Prince’s death and Rx painkillers

UnknownKEY TAKEAWAY: Until the FDA is serious, along with states, prescription drug pain medications are going to continue to be abused because they are too easy to get hooked on”.

A clearer picture is starting to emerge surrounding the death of Prince and prescription pain medications may have played a significant role.  According to one report he was renewing Rx’s as much as four times a week.  It’s obvious that either he knew how to “play” the system, or that safeguards were not in place to prevent abuse and addiction.

After I broke my shoulder in a bicycle crash I was given an Rx for a light painkiller, but when the doctor wrote it, he told me that the hospital only allowed two Rx’s.  After that I would have to use ibuprofen.  The sad truth is that abuse and misuse of pain medications can easily be prevented.

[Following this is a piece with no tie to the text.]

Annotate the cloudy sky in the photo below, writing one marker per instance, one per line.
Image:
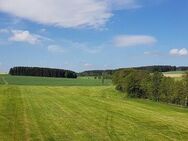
(93, 34)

Everyone who receives an opioid should be entered into either a state or federal database with a social security number.  People who receive more than two Rx’s should be “flagged” and require additional documentation from other HCP’s.  Those who have a chronic need for pain medication, such as cancer patients, should get a special Rx card that is not transferable.  In addition, the FDA should investigate pharmacies and doctors who dispense and write for a high number of opioids.

HCP’s who carelessly write for opioids should be criminally liable is patients overdose and at a minimum have their licenses terminated.  60 Minutes recently reported on a doctor in West Virginia who wrote for hundreds of opioid prescriptions after patients paid for an hour seminar on pain.  He is currently being investigated.

Pain medications are a necessary product for chronic pain suffers, but it’s too easy to get addicted.  Time to get serious about this problem before another story breaks on opioid addiction.